Un autre paradoxe émergeant de la découverte des récepteurs du sucré est de savoir comment un si petit nombre de récepteurs peut reconnaître un éventail aussi diversifié de stimuli que les glucides, les acides aminés, les protéines et les édulcorants artificiels. Les études structure-fonction de ces récepteurs ont identifié de multiples domaines de liaison au sein du complexe dimère, ce qui explique comment une si grande diversité peut être rencontrée.60,61 Par exemple, le domaine Venus flytrap de T1R2 est nécessaire pour la liaison de l’aspartame et du néotame, le domaine transmembranaire de T1R3 est nécessaire pour le cyclamate,62,63 et la région riche en cystéine de T1R3 est nécessaire pour répondre à la protéine sucrée brazzein.64 Le lactisole, un antagoniste du sucré, se lie à une poche dans le domaine transmembranaire du T1R3 humain;65 de façon intéressante, le changement de deux acides aminés dans le domaine 5 transmembranaire du récepteur du rat explique son insensibilité à cet antagoniste.66 À ce jour, les quatre domaines du dimère T1R2/T1R3 – les deux domaines N-terminaux et les deux domaines transmembranaires – ont été impliqués dans la liaison des ligands, chacun ayant des affinités distinctes avec ses ligands correspondants.

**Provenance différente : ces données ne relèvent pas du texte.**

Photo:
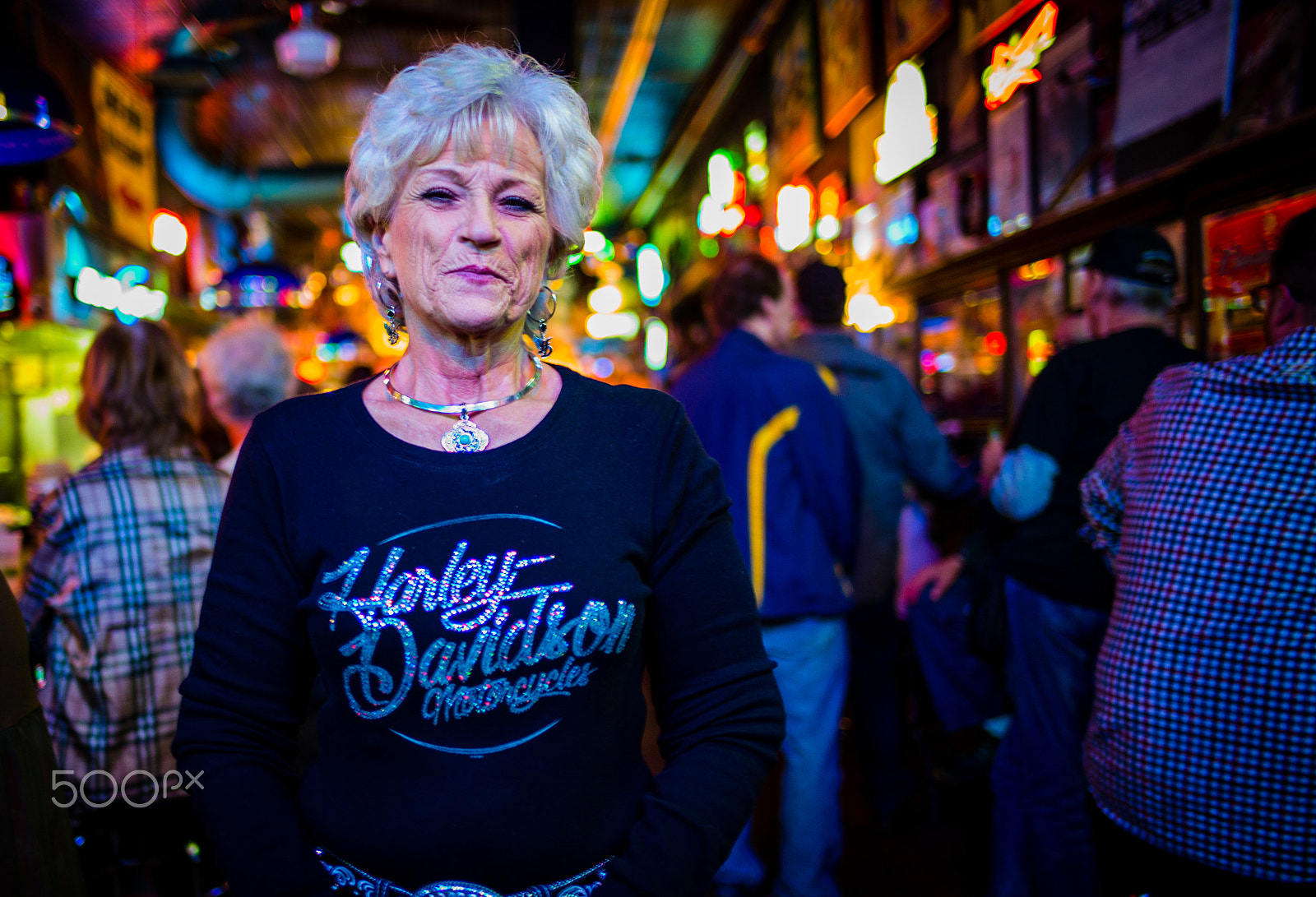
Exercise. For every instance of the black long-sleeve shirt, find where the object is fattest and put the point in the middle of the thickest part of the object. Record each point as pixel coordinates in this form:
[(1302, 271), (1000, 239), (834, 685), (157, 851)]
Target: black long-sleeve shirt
[(480, 624)]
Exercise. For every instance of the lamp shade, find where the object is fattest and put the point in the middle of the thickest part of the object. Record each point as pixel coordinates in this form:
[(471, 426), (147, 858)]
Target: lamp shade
[(36, 120)]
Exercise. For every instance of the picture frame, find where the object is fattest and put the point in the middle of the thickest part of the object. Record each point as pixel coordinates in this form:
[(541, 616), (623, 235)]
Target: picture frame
[(796, 133), (846, 48), (912, 25)]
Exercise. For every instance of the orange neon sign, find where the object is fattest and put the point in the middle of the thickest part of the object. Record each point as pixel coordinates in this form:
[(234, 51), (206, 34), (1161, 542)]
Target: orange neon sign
[(1015, 63)]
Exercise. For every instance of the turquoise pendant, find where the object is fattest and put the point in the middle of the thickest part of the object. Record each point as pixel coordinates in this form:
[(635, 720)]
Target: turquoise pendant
[(465, 437)]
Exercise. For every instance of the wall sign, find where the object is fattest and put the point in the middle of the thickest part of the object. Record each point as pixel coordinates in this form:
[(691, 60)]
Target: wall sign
[(1015, 63), (911, 125), (125, 132), (1175, 61)]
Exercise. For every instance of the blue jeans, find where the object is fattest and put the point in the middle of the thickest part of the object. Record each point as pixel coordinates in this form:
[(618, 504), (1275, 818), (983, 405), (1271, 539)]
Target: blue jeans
[(1044, 842), (813, 662)]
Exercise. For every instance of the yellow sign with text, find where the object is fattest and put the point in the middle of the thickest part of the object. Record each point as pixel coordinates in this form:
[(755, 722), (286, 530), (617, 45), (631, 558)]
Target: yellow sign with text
[(125, 132)]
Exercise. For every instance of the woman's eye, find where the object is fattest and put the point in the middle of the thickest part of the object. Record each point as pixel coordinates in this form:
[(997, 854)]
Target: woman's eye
[(521, 204)]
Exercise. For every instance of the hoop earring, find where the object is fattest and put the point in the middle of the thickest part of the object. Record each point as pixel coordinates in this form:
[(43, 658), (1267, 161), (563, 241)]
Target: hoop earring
[(540, 326), (392, 325)]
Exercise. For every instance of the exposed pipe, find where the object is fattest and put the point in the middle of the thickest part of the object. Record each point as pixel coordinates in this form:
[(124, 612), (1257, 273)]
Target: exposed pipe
[(221, 190), (631, 72)]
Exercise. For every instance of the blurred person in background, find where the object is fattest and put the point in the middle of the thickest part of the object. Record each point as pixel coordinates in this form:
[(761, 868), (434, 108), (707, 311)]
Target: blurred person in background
[(1202, 747), (790, 469), (691, 333), (1057, 590), (897, 442), (114, 592), (480, 555), (245, 368)]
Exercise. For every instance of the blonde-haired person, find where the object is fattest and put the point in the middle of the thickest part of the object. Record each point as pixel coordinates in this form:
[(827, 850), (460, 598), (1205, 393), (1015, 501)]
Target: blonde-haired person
[(478, 554), (245, 368), (112, 596)]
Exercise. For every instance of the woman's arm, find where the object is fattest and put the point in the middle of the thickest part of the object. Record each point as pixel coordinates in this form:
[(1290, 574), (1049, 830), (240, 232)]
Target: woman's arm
[(717, 703), (248, 692)]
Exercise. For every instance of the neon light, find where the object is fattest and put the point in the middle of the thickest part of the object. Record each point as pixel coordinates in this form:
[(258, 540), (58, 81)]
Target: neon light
[(649, 274), (1039, 351), (656, 344), (721, 179), (864, 312), (350, 256), (124, 294), (903, 230), (734, 216), (623, 325), (794, 216), (1013, 65), (605, 298), (866, 234), (910, 123), (169, 234), (756, 153), (710, 220), (594, 243)]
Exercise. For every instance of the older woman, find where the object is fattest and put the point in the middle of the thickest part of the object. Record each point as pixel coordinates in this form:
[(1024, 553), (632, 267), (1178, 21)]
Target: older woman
[(112, 598), (480, 555)]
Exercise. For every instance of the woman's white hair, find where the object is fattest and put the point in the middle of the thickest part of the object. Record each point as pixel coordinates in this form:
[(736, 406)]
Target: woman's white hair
[(462, 94)]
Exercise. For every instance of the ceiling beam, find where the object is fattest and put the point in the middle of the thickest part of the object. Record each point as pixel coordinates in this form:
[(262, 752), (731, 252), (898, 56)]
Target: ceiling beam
[(631, 72), (710, 107)]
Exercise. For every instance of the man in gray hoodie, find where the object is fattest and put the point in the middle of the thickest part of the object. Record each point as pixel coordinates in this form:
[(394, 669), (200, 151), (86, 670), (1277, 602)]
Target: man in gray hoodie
[(897, 442)]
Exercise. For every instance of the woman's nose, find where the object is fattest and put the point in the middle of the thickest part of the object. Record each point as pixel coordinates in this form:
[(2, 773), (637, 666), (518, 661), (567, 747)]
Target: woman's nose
[(480, 223)]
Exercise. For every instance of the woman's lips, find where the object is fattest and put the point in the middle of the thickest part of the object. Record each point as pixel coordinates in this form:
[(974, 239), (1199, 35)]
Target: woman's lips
[(480, 272)]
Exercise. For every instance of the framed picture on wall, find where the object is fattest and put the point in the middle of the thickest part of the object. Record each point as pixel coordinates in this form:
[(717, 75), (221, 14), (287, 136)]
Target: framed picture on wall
[(912, 25), (1010, 166), (796, 138), (846, 62), (1063, 121)]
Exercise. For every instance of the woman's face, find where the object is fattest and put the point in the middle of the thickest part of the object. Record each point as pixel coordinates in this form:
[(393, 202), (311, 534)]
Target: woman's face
[(469, 239)]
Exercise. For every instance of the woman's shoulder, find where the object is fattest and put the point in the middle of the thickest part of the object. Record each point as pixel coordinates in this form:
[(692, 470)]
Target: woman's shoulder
[(614, 401), (296, 416)]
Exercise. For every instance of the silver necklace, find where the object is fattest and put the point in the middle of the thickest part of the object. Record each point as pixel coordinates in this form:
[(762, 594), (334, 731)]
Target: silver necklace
[(465, 434)]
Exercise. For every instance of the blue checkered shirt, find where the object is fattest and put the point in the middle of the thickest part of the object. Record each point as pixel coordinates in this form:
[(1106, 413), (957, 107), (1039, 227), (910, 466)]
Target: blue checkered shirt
[(125, 548), (1203, 734)]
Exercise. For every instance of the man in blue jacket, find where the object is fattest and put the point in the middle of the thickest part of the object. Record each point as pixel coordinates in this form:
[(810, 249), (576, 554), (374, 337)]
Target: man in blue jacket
[(897, 441), (793, 476)]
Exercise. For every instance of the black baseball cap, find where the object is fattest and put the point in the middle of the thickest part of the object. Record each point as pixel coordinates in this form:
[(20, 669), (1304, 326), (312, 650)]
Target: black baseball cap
[(1135, 252)]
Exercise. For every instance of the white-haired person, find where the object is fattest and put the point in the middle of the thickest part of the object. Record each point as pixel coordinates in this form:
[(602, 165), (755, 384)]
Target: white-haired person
[(245, 368), (480, 554)]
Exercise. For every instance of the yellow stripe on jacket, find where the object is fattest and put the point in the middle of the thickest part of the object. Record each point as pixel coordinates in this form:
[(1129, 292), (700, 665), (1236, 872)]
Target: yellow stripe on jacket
[(765, 438), (828, 379)]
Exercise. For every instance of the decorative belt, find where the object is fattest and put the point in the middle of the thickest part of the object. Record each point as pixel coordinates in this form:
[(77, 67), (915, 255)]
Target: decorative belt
[(345, 875)]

Plusieurs des mêmes stratégies expérimentales qui ont confirmé que T1R2/T1R3 était le récepteur sucré ont également confirmé que T1R1/T1R3 était le récepteur umami. Lorsqu’il est exprimé de manière hétérologue, le dimère T1R1/T1R3 humain répond sélectivement au l-glutamate,51 alors que le dimère de la souris est plus versatile parmi ses ligands, répondant à pratiquement tous les énantiomères l- (mais pas d-) des 20 acides aminés standard.48,67 Les études de knock-out confirment également que le dimère T1R1/T1R3 est le récepteur umami. Le knock-out de T1R1 ou T1R3 a éliminé les réponses gustatives comportementales et électrophysio-logiques au glutamate.55 De plus, une caractéristique du goût umami est sa potentialisation par des ribonucléotides tels que l’inosine 5′-monophosphate (IMP) et la guanosine-5′-monophosphate (GMP). Cette potentialisation est observée de manière similaire lors de l’expression hétérologue et absente chez les souris knockout T1R1 ou T1R3. Contrairement au récepteur du goût sucré, les domaines fonctionnels du récepteur umami sont moins explorés. En utilisant des récepteurs chimériques, la mutagénèse dirigée vers un site et la modélisation moléculaire, un modèle de liaison coopérative des ligands a été proposé, dans lequel le glutamate se lie au domaine « Venus flytrap » de T1R1 (près de la région charnière) et l’IMP se lie à un site adjacent, stabilisant le changement de conformation.68

La question de savoir si le dimère T1R1/T1R3 est le seul récepteur fonctionnel du glutamate dans les TRC fait encore débat.50,69 Avant la découverte de la famille T1R, une forme tronquée unique du récepteur mGluR4 exprimé dans les CRT a été signalée comme étant le récepteur umami.70 Cependant, il a été souligné que ce récepteur est dépourvu d’une grande partie du domaine de la mouche de Vénus, qui est essentiel pour la liaison du glutamate, et manque de synergie pour le glutamate et les ribonucléotides.50 Ces caractéristiques en font un récepteur candidat moins probable pour l’umami. Néanmoins, la difficulté de dissocier les réponses sodiques et glutamate du MSG, les réponses umami résiduelles chez certaines souris T1R3 knockout56 et la réduction des réponses glutamate aux antagonistes du mGluR71 laissent ouverte la question de multiples récepteurs umami.